[mercury-users] Is DCG really appropriate, even for the things it does well?

Ralph Becket rafe at cs.mu.OZ.AU
Wed Apr 3 10:53:12 AEST 2002

Just from the subject line, DCGs are really appropriate for DCG-shaped
problems :)  In particular, DCGs are good when there may be several
different parse trees that match the input list.

However, for most parsing applications, where the parse tree should be
unique, you should really consider using moose or a monadic combinator
style (see, e.g., extras/xml).

Unfortunately, Mercury does not have lightweight syntax for monadic
programming and its lambda syntax (particularly for predicates) is still
a little cumbersome.  That said, you could always invent your own notation
and handle the conversion to Mercury with an awk script...

Peter Driscoll, Wednesday,  3 April 2002:
> With stronger compiler support for list appending could we do without DCG?
> Where we unify,
> 	InputList = FrontList ++ SomeOtherList
> could (or is) the compiler smart enougth to realise that it needs to unify
> FrontList with something, before trying to unify SomeOtherList.  In which
> case the ordering achieved by DCG is implicitly given by the compiler
> without the need for a special syntax.

(The compiler treats lists just the same as any other data type; see

I don't understand what you're suggesting.  Can you give an example of
what you'd like to say, what it should translate into, and how the
compiler might perform the transformation?

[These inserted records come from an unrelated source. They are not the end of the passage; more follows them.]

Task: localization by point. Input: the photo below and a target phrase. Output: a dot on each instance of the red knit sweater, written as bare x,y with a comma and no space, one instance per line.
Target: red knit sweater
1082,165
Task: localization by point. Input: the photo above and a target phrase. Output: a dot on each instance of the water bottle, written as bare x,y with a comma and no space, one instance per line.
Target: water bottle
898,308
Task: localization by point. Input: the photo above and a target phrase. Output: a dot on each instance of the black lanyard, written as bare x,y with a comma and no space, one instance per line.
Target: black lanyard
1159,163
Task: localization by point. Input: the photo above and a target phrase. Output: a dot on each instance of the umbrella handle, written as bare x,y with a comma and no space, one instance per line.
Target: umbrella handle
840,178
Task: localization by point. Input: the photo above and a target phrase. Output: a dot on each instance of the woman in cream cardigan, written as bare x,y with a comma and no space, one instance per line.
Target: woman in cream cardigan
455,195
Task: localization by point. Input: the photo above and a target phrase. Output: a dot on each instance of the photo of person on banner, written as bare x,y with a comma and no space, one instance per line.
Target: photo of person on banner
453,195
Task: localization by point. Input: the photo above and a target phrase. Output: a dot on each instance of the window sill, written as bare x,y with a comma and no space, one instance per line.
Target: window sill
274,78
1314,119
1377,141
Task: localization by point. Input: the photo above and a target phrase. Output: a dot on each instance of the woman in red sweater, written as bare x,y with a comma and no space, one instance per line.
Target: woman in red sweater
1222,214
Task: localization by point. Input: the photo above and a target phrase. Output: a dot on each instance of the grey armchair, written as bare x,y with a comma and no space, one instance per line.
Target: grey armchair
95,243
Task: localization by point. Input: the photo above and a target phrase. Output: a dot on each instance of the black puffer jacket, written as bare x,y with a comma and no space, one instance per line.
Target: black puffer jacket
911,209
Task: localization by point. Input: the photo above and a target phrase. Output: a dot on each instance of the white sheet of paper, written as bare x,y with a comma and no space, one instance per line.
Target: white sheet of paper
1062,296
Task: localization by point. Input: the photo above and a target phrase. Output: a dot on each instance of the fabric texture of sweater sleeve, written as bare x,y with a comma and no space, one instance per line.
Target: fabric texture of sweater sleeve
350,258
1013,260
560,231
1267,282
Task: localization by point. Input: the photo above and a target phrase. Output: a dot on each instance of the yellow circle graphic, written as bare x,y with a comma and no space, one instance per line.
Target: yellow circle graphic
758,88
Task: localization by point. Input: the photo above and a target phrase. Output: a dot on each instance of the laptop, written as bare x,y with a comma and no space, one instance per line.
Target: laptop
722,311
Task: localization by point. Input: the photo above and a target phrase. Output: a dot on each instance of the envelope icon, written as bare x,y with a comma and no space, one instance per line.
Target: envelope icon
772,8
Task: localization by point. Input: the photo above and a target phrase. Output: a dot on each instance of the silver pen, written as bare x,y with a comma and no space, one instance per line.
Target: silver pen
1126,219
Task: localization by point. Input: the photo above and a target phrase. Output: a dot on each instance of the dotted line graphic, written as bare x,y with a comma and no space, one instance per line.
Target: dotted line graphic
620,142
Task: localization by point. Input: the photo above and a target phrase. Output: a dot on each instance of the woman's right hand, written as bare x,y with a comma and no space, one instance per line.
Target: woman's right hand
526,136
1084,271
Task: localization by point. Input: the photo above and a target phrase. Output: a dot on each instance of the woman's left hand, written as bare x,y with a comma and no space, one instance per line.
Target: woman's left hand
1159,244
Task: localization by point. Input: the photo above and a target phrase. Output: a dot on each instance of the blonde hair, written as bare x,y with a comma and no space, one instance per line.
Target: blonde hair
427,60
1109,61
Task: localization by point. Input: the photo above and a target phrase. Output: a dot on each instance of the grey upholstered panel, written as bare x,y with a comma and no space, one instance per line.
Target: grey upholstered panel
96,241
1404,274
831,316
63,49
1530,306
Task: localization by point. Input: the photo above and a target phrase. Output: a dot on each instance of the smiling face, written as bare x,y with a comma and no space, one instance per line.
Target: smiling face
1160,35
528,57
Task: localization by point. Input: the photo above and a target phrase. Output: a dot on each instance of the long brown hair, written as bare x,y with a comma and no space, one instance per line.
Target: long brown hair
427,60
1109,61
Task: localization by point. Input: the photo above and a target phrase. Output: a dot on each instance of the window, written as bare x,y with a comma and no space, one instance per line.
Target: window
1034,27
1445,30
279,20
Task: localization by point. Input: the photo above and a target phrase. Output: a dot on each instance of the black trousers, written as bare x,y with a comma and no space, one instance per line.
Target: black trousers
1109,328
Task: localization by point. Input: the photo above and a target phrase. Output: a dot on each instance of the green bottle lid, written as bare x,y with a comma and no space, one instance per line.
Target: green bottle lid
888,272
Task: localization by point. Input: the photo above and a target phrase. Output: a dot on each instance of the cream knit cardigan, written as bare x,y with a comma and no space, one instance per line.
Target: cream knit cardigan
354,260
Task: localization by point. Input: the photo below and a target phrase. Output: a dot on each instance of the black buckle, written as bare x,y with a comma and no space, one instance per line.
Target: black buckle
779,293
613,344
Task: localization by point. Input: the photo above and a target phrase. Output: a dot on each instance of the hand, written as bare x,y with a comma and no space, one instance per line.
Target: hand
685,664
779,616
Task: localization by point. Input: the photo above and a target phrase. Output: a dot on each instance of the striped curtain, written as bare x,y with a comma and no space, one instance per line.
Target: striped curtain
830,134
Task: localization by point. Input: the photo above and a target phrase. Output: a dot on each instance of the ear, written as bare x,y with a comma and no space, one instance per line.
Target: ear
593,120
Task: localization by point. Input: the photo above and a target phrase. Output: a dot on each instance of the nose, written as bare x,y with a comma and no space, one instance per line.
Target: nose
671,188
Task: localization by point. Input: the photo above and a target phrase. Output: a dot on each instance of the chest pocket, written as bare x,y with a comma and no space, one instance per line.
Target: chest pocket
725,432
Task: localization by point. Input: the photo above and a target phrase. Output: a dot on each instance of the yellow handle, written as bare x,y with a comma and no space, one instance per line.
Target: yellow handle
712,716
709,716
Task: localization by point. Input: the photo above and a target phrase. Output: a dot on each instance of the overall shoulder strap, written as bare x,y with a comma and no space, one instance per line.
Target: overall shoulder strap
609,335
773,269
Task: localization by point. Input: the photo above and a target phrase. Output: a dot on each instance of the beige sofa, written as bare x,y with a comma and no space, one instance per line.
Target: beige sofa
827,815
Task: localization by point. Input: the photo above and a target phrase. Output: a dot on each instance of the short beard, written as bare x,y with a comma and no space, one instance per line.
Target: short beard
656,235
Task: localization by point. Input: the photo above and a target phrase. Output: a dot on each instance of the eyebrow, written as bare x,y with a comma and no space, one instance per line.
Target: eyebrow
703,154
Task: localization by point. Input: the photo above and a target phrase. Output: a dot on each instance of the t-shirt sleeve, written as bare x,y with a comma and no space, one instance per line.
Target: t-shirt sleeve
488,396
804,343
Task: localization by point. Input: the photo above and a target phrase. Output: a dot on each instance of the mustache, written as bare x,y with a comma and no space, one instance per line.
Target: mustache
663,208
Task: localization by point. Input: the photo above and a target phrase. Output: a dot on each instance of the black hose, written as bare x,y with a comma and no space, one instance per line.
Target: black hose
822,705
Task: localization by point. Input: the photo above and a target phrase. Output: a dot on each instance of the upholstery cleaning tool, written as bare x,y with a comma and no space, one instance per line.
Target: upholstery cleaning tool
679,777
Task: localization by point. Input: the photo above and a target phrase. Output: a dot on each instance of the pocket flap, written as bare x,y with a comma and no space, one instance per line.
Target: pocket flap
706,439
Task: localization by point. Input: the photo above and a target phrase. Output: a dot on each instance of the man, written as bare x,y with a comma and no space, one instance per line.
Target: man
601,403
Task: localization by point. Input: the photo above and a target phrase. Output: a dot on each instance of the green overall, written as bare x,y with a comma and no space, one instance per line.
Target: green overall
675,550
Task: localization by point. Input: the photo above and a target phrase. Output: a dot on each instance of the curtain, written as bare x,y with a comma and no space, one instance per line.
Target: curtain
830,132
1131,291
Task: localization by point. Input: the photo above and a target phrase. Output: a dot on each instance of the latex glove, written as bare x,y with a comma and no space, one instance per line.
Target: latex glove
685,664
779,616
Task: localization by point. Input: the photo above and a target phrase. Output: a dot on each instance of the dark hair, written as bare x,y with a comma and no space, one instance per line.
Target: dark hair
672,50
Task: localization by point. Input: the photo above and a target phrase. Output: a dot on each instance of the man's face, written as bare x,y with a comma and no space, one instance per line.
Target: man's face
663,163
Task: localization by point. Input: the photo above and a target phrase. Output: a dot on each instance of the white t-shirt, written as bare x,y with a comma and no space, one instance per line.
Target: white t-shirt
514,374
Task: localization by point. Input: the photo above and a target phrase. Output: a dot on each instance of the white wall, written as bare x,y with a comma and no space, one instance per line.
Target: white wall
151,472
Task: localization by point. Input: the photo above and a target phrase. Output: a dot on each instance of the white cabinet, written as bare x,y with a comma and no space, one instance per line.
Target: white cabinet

> It be nice to have greater freedom with modes for functions.

Things get rather confusing if you don't stick to the modes expected of
functions, at least in the forwards all-args-are-mode-in-and-the-result-
is-mode-out convention.  Putting in the reverse modes for functions is
occasionally useful (e.g. int:(+)); these modes are not expected to be
det or semidet in general.

> It would be nice to be able to use space as an operator,
> 	:- func list(T) list(T) = list(T).
> 	L1 L2 = list__append(L1, L2).

We did play around with this one a few months ago (search for
"juxtaposition" on the mailing lists), but decided it didn't win us
enough in terms of readability to be worthwhile.

Juxtaposition works well syntactically for functional languages where
function composition is an every-day staple.  With a fully relational
language like Mercury, where conjunction rather than composition is the
order of the day, it doesn't gain you nearly as much.

> Note: "Mercury using concatenation" below won't compile under mercury
> because
> 	mode list_append(in, in) = out.

You haven't specified the mode(s) you intend term/1 to have, so it's
unclear how to answer your question.